If we take a close look at what we have heard from the North Atlantic camp so far, we can come to a conclusion that it has consciously opted for not just a policy of containment, but confrontation. Perhaps this approach underlies its unwillingness to admit that the world must change. We are now witnessing two opposite trends in Europe. French President Emmanuel Macron is strongly promoting the EU’s strategic autonomy. The trend embodied by Germany is based on the assumption that defending Europe without the United States is impossible. We have already asked about whom they want to defend it from, but haven’t received a clear answer yet. Given this, multipolarity, which Yevgeny Primakov foresaw many years ago, has shown its objective nature. In an effort to stop it, they are doing whatever it takes in order to minimise the number of potential poles that have the strength and courage to uphold national interests.
One of Washington’s primary goals is to make the EU lose its strategic independence and return to the fold of Euro-Atlantic unity, where everyone is aware of who pays the piper and calls the tune.
Despite the above, we are open to an equal dialogue. Most importantly, our counterparts must be willing to engage. We will keep the communication channels open until they are. Our proposals and initiatives remain on the negotiating table. They have been reiterated many times. It is enough for our partners to know that they remain valid. However, in order to move ahead, we need our Western colleagues to respond to them.
Keeping open the channels for a dialogue on all matters, we will continue to work on the newly available opportunities in the economy, culture, science and people-to-people contacts. We do not fence ourselves off from this. Those who want to impose their agenda on us and ignore our status of a subject in international affairs must understand that we are not going to either make excuses or seek approval for our actions. Threats, sanctions or attempts to come up with other punishments are absolutely pointless and counterproductive. It is strange that the West has not realised this so far.
We do not need interaction with the West any more than the West needs Russia and what it has to offer. If our Western colleagues prefer to stick to certain rules and concepts that they themselves invented when they talk with each other, this is up to them. They can build a dialogue with other participants in international life, including Russia, solely on the basis of a generally accepted code of conduct. You can call it the rules enshrined in the UN Charter, namely, respect for the sovereign equality of states, the principle of non-interference in each other’s internal affairs and the peaceful settlement of disputes.
We are pursuing our own foreign policy, which has taken shape over the past two decades.
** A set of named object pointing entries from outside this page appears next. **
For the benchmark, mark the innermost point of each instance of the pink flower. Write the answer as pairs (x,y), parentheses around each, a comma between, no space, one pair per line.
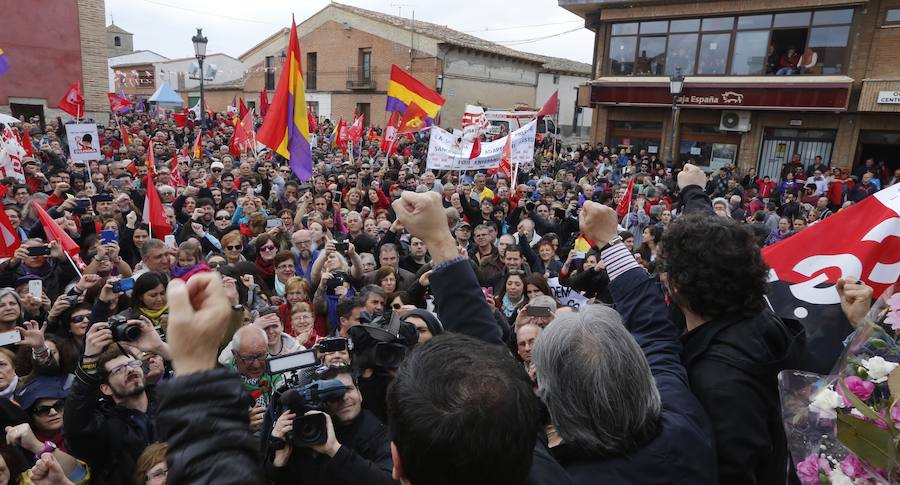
(852,467)
(808,469)
(860,388)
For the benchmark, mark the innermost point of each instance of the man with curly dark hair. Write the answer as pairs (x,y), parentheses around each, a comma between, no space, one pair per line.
(734,345)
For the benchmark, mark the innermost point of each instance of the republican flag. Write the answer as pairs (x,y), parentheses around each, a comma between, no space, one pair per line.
(286,130)
(9,237)
(861,241)
(263,102)
(413,119)
(54,232)
(551,106)
(404,89)
(624,206)
(73,101)
(154,216)
(118,104)
(4,62)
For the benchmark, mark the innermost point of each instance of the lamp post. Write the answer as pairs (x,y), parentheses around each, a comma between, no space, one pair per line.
(676,83)
(200,53)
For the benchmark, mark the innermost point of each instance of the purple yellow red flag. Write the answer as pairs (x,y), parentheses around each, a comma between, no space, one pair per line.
(286,128)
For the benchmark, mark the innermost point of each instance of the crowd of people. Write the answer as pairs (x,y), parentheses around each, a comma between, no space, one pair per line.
(431,301)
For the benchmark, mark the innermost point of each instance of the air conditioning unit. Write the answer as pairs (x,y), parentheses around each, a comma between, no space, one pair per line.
(735,121)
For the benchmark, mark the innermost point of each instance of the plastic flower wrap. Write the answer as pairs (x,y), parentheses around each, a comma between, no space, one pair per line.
(844,428)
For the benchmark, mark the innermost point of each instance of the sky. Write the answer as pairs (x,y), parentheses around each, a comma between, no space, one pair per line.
(234,26)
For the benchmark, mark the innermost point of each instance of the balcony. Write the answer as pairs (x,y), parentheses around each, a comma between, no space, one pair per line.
(360,78)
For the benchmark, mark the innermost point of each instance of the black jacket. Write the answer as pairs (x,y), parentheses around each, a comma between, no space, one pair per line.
(363,458)
(733,367)
(110,438)
(203,417)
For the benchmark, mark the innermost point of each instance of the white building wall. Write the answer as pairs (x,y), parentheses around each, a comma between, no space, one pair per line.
(567,86)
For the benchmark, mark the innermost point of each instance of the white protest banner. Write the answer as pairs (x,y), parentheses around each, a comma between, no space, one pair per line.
(84,143)
(565,295)
(11,153)
(447,151)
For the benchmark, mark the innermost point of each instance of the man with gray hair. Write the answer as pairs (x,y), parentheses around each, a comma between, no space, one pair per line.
(633,415)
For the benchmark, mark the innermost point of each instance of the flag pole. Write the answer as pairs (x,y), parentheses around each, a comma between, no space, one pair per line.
(75,266)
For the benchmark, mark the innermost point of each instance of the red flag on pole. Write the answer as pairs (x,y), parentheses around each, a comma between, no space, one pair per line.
(73,101)
(54,232)
(27,145)
(551,106)
(9,238)
(625,204)
(263,103)
(154,215)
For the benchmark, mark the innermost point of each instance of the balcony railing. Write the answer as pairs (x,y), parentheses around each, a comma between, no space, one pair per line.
(360,78)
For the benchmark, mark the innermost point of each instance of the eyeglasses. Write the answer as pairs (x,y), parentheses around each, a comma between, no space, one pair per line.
(134,364)
(163,472)
(58,406)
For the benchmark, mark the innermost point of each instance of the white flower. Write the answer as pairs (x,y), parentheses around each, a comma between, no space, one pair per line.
(837,477)
(825,402)
(878,368)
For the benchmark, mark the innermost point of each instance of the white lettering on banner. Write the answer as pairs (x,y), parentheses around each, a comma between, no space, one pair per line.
(566,295)
(447,151)
(84,143)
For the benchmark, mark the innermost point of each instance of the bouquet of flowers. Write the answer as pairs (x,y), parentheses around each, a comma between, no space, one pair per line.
(844,428)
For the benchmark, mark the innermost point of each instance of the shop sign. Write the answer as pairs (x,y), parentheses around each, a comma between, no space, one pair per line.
(888,97)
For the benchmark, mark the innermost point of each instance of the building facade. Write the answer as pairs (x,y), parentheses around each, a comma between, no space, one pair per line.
(744,100)
(44,66)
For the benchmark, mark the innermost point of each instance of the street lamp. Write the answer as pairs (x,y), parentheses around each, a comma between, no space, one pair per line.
(200,53)
(676,84)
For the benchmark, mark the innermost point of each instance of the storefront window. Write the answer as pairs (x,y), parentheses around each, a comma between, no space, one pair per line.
(750,53)
(621,55)
(830,46)
(681,53)
(651,56)
(713,53)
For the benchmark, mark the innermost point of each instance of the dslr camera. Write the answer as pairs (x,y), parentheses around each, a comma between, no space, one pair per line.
(122,330)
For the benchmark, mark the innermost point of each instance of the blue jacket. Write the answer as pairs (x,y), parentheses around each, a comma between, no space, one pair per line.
(683,452)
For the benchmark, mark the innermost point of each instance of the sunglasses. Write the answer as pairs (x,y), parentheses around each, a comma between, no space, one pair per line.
(58,406)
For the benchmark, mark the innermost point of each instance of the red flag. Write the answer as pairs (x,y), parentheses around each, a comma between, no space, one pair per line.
(624,206)
(311,120)
(263,103)
(73,101)
(26,143)
(126,137)
(9,237)
(551,107)
(54,232)
(354,133)
(154,215)
(242,109)
(118,103)
(413,119)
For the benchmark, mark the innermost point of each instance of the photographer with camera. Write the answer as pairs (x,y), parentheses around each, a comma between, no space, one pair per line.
(354,447)
(109,414)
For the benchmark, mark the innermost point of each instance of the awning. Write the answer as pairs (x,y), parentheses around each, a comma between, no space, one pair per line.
(805,93)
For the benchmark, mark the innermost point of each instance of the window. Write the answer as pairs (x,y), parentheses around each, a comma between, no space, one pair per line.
(311,68)
(681,53)
(621,54)
(713,54)
(892,16)
(270,73)
(734,45)
(365,64)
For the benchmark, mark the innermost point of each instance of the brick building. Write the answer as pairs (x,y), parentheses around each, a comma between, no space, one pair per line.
(45,62)
(733,107)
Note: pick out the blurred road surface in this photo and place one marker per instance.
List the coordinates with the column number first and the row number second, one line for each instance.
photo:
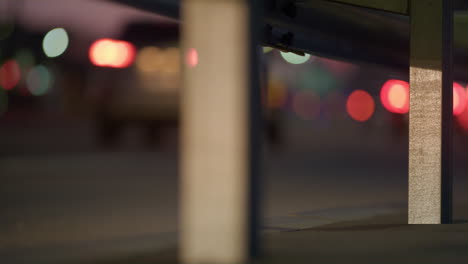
column 64, row 200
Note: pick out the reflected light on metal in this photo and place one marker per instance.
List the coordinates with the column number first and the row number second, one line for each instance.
column 459, row 99
column 191, row 57
column 294, row 58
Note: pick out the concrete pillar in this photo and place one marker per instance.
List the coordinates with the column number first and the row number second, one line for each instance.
column 430, row 175
column 220, row 110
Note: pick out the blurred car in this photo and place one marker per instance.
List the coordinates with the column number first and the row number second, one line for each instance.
column 145, row 92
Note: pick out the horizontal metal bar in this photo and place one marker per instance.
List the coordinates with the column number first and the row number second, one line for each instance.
column 394, row 6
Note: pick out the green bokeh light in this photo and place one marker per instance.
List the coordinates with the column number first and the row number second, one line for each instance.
column 55, row 42
column 319, row 80
column 294, row 58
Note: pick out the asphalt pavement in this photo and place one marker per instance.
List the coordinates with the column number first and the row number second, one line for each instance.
column 65, row 200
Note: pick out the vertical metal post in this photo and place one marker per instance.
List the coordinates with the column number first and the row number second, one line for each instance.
column 430, row 136
column 220, row 126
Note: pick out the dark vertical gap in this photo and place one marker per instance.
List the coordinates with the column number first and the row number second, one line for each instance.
column 254, row 127
column 447, row 113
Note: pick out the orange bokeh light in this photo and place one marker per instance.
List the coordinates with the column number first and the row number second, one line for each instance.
column 360, row 105
column 112, row 53
column 10, row 74
column 394, row 96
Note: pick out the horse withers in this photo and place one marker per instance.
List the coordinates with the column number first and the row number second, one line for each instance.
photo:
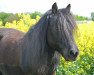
column 39, row 50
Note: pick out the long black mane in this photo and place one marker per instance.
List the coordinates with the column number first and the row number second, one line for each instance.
column 35, row 44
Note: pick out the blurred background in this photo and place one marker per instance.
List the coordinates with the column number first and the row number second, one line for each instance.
column 23, row 14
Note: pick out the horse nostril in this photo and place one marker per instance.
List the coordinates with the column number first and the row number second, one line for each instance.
column 73, row 53
column 76, row 53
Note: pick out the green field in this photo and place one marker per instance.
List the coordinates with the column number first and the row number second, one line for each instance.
column 84, row 65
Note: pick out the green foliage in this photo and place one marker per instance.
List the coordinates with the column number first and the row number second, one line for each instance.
column 92, row 16
column 84, row 65
column 80, row 18
column 33, row 15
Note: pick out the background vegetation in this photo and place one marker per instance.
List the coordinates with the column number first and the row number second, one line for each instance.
column 84, row 65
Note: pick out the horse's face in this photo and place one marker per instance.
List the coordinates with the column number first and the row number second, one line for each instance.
column 60, row 32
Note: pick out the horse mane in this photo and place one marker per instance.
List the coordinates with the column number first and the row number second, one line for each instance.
column 35, row 44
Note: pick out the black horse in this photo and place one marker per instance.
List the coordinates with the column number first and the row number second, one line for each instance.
column 38, row 51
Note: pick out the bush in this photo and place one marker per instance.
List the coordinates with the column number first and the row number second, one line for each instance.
column 84, row 65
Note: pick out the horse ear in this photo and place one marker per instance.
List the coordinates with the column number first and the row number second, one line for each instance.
column 68, row 8
column 54, row 8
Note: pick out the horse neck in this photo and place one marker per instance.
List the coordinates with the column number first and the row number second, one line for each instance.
column 35, row 52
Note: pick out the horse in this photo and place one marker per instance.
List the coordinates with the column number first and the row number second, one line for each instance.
column 38, row 51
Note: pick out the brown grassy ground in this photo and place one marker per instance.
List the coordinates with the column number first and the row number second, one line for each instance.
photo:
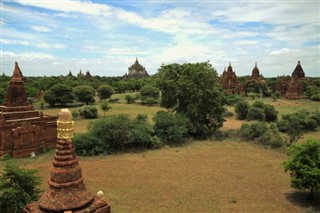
column 199, row 177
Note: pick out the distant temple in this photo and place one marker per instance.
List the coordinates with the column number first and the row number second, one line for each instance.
column 136, row 71
column 22, row 129
column 255, row 75
column 229, row 80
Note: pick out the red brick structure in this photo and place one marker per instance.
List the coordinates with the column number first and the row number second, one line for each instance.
column 67, row 192
column 22, row 129
column 229, row 80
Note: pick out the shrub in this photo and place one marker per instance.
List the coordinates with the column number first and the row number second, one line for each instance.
column 149, row 101
column 89, row 112
column 242, row 108
column 256, row 113
column 315, row 97
column 304, row 165
column 88, row 145
column 171, row 128
column 18, row 187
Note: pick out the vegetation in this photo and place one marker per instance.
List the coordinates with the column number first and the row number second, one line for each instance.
column 304, row 166
column 197, row 94
column 18, row 187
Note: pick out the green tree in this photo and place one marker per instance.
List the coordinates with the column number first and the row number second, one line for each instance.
column 18, row 187
column 84, row 94
column 242, row 109
column 304, row 165
column 105, row 91
column 149, row 92
column 105, row 107
column 60, row 94
column 193, row 89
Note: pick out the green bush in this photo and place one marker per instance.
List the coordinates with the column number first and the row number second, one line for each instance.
column 89, row 112
column 315, row 97
column 171, row 128
column 88, row 145
column 18, row 187
column 256, row 113
column 242, row 108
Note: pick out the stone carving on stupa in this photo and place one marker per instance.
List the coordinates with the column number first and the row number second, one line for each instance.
column 67, row 191
column 23, row 129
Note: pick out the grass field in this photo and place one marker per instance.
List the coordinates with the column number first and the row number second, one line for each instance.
column 201, row 176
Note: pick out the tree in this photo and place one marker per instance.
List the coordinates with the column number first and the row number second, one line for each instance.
column 105, row 91
column 59, row 94
column 85, row 94
column 149, row 92
column 18, row 187
column 304, row 166
column 193, row 89
column 242, row 109
column 105, row 107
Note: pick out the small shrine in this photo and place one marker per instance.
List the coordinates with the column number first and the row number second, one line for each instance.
column 136, row 71
column 67, row 191
column 229, row 80
column 23, row 130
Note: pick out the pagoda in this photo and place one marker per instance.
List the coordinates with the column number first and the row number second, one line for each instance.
column 136, row 70
column 23, row 130
column 67, row 191
column 229, row 80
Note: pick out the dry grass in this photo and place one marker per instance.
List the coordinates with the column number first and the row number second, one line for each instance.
column 199, row 177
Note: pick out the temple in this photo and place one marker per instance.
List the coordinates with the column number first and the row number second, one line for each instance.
column 255, row 75
column 67, row 191
column 229, row 80
column 22, row 129
column 136, row 71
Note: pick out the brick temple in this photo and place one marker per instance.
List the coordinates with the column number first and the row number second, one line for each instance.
column 137, row 71
column 67, row 191
column 22, row 129
column 229, row 80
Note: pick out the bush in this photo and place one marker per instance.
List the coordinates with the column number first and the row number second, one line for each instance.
column 242, row 108
column 149, row 101
column 89, row 112
column 256, row 113
column 315, row 97
column 18, row 187
column 88, row 145
column 171, row 128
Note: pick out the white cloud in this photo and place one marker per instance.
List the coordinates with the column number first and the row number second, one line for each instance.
column 41, row 29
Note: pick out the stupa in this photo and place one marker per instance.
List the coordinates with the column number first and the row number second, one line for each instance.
column 23, row 130
column 67, row 191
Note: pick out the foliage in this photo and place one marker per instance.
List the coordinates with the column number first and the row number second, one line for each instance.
column 105, row 91
column 88, row 145
column 233, row 99
column 171, row 127
column 256, row 113
column 241, row 108
column 193, row 89
column 85, row 94
column 18, row 187
column 60, row 94
column 315, row 97
column 130, row 99
column 149, row 101
column 89, row 112
column 120, row 133
column 105, row 107
column 149, row 92
column 304, row 165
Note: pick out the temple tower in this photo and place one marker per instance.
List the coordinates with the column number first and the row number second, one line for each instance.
column 67, row 191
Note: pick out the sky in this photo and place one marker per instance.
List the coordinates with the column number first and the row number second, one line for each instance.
column 53, row 37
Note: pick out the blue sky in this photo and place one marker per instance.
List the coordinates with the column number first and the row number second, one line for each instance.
column 50, row 37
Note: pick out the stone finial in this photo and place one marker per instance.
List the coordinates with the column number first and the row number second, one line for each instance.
column 65, row 125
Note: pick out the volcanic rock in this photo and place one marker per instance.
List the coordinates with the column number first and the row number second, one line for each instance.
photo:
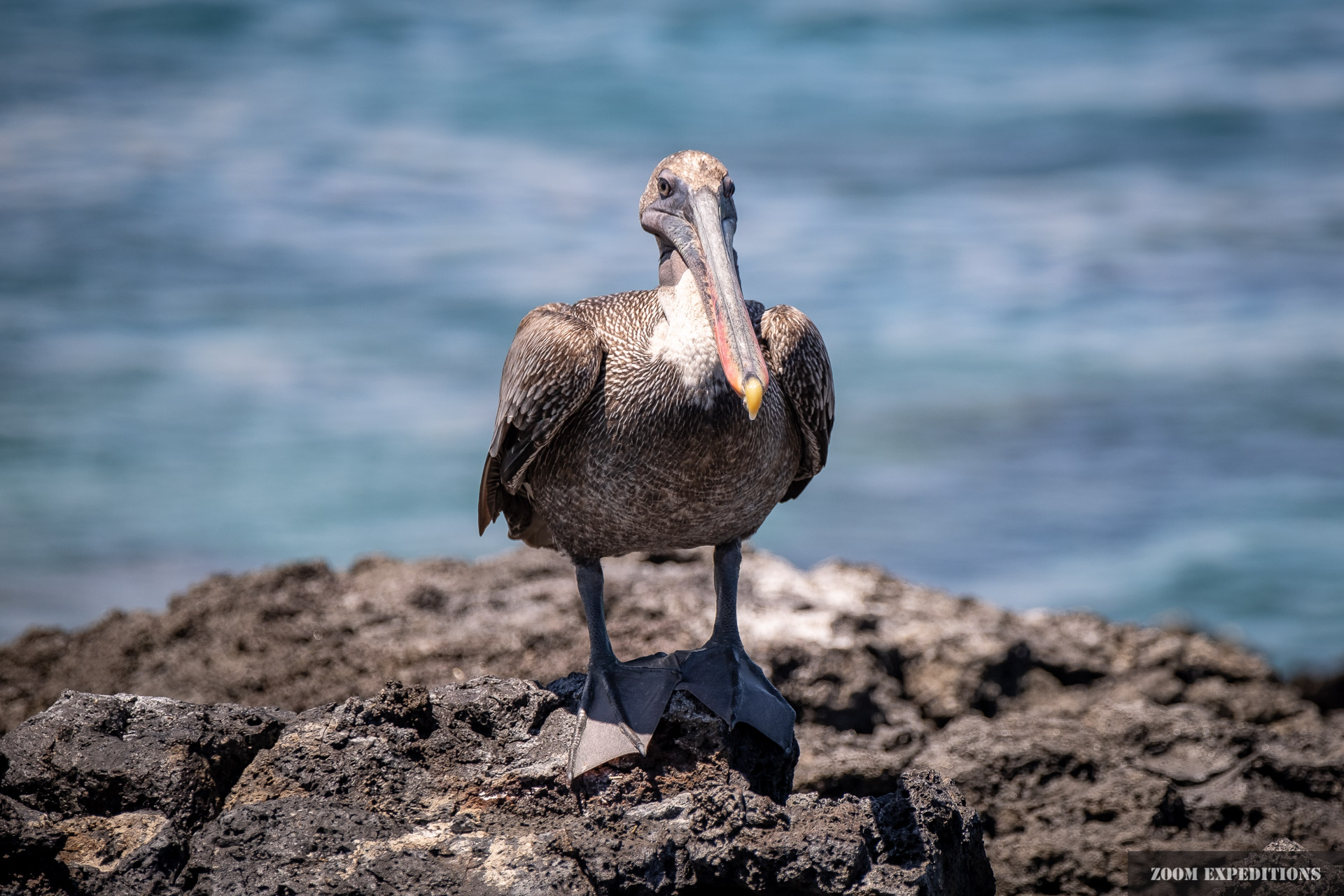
column 1073, row 736
column 460, row 789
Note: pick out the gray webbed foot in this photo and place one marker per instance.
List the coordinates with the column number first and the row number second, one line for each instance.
column 724, row 679
column 620, row 708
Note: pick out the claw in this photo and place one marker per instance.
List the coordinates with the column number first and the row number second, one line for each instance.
column 620, row 710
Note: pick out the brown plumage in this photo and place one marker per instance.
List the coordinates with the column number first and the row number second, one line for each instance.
column 626, row 421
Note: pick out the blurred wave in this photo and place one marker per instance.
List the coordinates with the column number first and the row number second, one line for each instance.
column 1078, row 265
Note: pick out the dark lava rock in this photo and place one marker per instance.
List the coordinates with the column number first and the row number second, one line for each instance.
column 1074, row 738
column 456, row 790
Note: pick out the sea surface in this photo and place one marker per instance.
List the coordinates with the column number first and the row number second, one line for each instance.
column 1079, row 265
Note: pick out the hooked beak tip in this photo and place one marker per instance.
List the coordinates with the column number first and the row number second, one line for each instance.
column 752, row 396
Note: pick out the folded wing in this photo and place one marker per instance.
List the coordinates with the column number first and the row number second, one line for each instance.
column 550, row 370
column 799, row 362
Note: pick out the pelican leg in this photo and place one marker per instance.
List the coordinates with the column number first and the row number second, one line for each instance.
column 723, row 676
column 622, row 701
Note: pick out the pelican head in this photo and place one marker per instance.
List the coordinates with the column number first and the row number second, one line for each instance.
column 689, row 207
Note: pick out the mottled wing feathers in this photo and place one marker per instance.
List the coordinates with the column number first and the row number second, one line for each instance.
column 550, row 370
column 799, row 362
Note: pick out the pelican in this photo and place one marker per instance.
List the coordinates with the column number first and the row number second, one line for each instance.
column 662, row 419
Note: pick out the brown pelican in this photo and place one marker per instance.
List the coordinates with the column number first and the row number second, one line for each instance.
column 659, row 419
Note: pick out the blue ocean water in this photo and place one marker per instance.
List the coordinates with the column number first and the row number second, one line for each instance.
column 1078, row 264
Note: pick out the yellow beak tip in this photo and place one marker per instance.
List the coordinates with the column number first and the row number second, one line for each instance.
column 752, row 396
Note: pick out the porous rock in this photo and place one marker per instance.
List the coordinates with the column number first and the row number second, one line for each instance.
column 460, row 789
column 1074, row 738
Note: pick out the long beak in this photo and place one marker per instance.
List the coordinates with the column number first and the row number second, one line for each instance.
column 705, row 248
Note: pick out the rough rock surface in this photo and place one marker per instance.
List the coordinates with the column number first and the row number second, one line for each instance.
column 1074, row 738
column 460, row 789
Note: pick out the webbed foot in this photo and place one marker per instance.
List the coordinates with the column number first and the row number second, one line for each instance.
column 724, row 679
column 620, row 708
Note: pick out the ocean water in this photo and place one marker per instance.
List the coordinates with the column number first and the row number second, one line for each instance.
column 1079, row 265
It is aimed at ensuring the country’s security and creating the most favourable external environment for achieving our internal development goals. We are aware that the goal of the West is to prevent us from creating this particular external environment that is beneficial for our internal development. Everything that is being done to contain Russia is clearly done to this end. Attempts to destroy external opportunities that can be used to promote Russia’s growth continue unabated, but, in any case, there’s more to the world than the West. In the 1990s, after the collapse of the Soviet Union, we wanted to become part of something, but we now realise that there isn’t much we can become part of. At least, the West is not building anything of its own. Indeed, President Macron has come up with a proposal to conduct an analytical and philosophical dialogue about whether modern capitalism can meet the needs of the people and resolve related problems.
If we take Western development models, we have no place to fit in. The coronavirus, as if everything else wasn’t enough, showed it very convincingly. We need to build something ourselves. This is a fairly ambitious and complex goal, but it calls for immediate action.